O deputado estadual Gilmar Júnior (PV) voltou a cobrar do Governo de Pernambuco soluções para a retenção indevida de macas do Samu nas unidades hospitalares do Estado. A denúncia, feita pelo parlamentar ainda em abril deste ano na tribuna da Assembleia Legislativa de Pernambuco (Alepe), expôs a prática de uso das macas das ambulâncias como leitos improvisados nos hospitais, o que tem comprometido o tempo de resposta do serviço de urgência.
“Se alguém passa mal e precisa da ambulância do Samu, ela pode demorar a chegar, porque a sua maca está presa no hospital. Isso compromete a assistência e coloca vidas em risco”, criticou Gilmar, que representa os profissionais de enfermagem na Alepe.
Governadora promete solução
Durante evento no Procape (Pronto Socorro Cardiológico), no Recife, nesta quinta-feira (3), a governadora Raquel Lyra (PSD) comentou o problema e garantiu uma solução definitiva.
“Nunca mais vou reter maca. A meta é não reter nenhuma. Estou comprando 10 mil macas. Se precisar, compro 20 mil, 30 mil. Resolveremos isso de forma estrutural”, afirmou a gestora estadual.
Audiência e projeto de lei
Além da pressão parlamentar, o tema também será debatido em audiência pública convocada pelo Ministério Público de Pernambuco (MPPE), marcada para o dia 15 de julho, com o objetivo de discutir o impacto da retenção de macas no serviço de emergência.

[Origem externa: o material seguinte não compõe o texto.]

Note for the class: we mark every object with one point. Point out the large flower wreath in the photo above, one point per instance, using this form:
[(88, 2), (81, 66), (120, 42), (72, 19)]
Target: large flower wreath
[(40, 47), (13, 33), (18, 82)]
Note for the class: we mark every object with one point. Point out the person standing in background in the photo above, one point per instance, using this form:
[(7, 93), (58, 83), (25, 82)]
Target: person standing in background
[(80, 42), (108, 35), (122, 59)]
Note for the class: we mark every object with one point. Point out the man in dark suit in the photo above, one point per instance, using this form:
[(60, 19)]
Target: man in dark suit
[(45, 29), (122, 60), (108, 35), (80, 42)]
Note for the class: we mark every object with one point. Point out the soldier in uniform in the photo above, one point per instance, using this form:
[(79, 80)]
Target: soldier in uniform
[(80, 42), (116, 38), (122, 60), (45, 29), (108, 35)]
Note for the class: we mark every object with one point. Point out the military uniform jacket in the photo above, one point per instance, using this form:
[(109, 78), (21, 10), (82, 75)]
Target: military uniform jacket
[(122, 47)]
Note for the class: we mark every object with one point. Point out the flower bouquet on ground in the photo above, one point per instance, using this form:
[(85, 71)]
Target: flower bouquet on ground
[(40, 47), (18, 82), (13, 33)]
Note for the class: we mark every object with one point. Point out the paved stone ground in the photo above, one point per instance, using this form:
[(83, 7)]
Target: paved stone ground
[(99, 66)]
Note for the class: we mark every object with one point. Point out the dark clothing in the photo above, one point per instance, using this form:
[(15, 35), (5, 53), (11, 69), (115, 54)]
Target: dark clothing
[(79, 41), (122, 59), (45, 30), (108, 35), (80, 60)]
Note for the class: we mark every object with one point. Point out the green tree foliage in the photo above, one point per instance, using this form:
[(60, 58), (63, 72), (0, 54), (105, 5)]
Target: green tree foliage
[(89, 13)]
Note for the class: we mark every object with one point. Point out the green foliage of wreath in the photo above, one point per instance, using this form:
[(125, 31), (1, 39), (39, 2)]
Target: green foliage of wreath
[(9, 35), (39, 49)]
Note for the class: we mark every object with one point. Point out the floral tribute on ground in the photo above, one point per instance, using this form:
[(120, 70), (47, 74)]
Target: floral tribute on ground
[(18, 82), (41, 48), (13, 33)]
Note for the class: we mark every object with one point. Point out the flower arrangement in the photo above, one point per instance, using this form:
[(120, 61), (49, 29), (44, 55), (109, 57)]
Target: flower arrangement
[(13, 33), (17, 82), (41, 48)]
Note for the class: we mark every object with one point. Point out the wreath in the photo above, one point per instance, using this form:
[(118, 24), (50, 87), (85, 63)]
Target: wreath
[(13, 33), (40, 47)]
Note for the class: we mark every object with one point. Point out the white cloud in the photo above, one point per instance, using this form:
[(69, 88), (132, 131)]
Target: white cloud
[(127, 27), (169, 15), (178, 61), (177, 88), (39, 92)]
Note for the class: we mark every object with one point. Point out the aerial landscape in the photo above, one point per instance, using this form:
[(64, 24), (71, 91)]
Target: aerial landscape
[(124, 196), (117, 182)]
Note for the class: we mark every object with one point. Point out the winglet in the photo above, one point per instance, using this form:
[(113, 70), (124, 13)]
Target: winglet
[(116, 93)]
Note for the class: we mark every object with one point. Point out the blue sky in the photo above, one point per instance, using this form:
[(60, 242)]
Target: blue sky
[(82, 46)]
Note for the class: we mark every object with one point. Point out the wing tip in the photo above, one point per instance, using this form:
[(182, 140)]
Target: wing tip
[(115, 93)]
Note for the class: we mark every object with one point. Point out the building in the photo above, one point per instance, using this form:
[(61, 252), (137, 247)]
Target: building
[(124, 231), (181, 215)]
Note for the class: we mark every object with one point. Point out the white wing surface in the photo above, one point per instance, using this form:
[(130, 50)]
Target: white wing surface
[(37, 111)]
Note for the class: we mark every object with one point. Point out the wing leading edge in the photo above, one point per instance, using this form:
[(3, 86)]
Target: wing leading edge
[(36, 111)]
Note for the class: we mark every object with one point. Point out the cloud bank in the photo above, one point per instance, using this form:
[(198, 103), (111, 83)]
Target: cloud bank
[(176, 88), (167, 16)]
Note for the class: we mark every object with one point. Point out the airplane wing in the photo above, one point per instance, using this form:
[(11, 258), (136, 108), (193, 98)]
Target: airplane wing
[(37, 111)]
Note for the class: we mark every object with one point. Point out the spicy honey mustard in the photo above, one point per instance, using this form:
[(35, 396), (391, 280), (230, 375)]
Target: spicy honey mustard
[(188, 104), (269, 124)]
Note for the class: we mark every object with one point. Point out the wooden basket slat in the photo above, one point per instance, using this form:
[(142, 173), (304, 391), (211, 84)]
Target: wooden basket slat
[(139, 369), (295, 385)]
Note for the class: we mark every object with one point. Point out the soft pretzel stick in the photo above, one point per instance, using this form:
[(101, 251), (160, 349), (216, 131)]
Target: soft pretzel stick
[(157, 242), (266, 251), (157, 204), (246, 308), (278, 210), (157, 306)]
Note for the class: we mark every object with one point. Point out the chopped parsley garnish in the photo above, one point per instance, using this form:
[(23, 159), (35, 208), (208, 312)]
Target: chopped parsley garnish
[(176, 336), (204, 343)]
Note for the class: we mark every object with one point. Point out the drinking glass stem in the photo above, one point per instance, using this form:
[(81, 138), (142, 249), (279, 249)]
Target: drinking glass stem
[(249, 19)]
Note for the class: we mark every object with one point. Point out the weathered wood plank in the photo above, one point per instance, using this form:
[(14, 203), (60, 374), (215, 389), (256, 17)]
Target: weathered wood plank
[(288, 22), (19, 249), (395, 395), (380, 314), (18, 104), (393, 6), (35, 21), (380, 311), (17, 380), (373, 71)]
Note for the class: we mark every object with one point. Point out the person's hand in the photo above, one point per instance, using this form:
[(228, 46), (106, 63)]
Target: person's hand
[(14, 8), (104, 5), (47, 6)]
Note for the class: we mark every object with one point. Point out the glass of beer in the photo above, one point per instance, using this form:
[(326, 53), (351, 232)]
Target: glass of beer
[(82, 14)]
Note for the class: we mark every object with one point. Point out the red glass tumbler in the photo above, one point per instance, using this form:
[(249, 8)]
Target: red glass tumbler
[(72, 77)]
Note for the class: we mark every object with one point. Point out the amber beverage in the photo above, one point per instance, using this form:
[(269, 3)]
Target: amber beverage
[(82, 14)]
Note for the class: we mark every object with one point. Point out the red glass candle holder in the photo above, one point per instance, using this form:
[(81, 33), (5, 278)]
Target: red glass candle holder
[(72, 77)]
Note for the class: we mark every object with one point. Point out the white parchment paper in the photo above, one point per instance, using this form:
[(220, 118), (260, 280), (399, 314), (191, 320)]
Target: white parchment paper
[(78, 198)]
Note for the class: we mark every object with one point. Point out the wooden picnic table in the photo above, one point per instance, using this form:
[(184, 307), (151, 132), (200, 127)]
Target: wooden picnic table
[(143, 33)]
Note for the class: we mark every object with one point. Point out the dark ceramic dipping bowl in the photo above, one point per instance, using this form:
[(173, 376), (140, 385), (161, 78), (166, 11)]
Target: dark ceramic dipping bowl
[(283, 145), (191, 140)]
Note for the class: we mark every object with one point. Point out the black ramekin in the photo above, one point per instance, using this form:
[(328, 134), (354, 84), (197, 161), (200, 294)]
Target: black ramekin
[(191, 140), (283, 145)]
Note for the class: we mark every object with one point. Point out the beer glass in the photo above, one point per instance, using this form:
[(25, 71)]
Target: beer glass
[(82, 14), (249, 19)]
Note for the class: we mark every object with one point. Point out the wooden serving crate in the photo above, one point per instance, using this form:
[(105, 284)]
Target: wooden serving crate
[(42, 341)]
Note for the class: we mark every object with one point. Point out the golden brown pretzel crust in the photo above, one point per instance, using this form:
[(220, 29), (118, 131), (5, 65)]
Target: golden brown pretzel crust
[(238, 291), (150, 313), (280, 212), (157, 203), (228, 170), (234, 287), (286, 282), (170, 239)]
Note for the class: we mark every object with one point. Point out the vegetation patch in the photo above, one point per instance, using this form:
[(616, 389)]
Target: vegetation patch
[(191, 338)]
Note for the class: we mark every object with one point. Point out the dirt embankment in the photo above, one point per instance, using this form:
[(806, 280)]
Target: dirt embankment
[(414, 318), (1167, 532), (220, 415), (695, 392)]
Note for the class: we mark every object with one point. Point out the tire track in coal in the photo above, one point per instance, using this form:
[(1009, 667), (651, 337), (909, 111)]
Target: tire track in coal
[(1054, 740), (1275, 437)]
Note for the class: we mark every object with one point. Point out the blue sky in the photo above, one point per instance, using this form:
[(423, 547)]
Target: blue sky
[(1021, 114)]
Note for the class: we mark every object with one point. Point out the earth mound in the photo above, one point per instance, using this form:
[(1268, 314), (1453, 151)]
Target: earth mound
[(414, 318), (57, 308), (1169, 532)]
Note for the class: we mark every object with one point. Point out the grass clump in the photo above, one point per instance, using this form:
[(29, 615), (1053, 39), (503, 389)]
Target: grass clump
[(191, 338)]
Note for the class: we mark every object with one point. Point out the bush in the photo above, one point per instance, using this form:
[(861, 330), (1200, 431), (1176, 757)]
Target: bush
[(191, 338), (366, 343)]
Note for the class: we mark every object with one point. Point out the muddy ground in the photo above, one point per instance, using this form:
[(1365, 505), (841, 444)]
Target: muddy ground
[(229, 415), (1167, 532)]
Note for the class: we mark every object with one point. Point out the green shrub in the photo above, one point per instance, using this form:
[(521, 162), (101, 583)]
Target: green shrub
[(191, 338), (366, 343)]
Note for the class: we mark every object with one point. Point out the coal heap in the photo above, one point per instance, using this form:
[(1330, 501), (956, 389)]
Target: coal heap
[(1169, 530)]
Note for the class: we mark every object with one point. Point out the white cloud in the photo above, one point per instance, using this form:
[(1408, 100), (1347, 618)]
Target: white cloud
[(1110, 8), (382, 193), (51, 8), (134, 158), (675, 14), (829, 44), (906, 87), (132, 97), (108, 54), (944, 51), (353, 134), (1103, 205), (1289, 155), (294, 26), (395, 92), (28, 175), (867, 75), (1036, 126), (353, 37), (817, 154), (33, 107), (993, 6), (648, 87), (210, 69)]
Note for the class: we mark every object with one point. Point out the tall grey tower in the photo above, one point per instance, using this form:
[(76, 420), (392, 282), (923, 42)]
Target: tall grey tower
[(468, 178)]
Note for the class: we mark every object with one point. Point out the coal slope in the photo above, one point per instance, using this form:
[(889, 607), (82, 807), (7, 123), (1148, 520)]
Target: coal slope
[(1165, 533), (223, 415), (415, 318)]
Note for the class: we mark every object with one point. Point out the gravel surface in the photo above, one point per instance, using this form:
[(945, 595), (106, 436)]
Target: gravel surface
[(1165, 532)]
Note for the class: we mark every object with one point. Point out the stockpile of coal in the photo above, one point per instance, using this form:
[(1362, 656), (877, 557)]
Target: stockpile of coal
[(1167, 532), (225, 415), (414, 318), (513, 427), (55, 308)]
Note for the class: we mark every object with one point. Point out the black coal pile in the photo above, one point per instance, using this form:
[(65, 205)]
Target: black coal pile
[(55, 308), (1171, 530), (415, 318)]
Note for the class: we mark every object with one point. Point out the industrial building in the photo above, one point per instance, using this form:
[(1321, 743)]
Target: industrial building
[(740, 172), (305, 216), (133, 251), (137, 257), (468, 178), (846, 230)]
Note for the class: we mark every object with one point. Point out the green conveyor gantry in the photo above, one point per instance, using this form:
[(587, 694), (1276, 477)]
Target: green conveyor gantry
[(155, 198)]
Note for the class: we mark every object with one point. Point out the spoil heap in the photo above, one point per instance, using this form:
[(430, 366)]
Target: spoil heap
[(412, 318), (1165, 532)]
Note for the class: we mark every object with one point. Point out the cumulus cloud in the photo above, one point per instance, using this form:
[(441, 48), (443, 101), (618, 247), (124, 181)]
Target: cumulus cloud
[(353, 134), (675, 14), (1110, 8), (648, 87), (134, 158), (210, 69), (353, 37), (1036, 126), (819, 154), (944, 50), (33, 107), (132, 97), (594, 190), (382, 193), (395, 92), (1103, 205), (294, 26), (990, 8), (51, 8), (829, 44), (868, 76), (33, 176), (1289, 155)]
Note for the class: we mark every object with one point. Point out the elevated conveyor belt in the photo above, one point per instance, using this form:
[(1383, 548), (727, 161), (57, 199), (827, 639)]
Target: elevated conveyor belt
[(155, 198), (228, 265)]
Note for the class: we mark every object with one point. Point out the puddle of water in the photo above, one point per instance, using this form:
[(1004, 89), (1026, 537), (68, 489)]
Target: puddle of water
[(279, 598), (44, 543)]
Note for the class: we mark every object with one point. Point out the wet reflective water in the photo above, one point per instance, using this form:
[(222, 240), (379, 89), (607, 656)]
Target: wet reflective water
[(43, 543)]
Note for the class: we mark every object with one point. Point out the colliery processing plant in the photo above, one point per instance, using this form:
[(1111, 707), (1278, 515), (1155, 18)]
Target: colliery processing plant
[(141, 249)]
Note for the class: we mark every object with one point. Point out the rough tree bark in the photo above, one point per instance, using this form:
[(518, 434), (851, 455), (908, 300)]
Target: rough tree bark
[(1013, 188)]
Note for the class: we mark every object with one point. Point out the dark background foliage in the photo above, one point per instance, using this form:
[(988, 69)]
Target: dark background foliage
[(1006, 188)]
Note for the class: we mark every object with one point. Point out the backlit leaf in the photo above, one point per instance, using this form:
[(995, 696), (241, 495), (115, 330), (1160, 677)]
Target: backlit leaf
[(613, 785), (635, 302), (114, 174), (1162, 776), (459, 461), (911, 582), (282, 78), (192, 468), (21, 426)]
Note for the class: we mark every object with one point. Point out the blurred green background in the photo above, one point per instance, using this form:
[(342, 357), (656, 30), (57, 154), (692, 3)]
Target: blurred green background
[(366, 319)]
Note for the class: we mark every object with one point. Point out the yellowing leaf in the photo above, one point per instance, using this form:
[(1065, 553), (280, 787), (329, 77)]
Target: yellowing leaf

Gilmar Júnior também apresentou o Projeto de Lei nº 2780/2025, que proíbe a retenção de ambulâncias do Samu e outros veículos de atendimento pré-hospitalar, sejam eles públicos ou privados. A proposta estabelece que a liberação da ambulância deve ocorrer imediatamente após a conclusão do transporte, sem necessidade de autorização da unidade de saúde ou de carimbo médico.
“Essa prática recorrente prejudica tanto os profissionais da saúde quanto os pacientes que aguardam socorro. Nosso projeto busca garantir agilidade, autonomia e respeito ao serviço de urgência”, afirmou Gilmar.
O projeto segue em análise na Comissão de Constituição, Legislação e Justiça (CCLJ) da Alepe. Caso aprovado, pode representar um avanço na gestão e eficiência dos serviços de emergência em Pernambuco.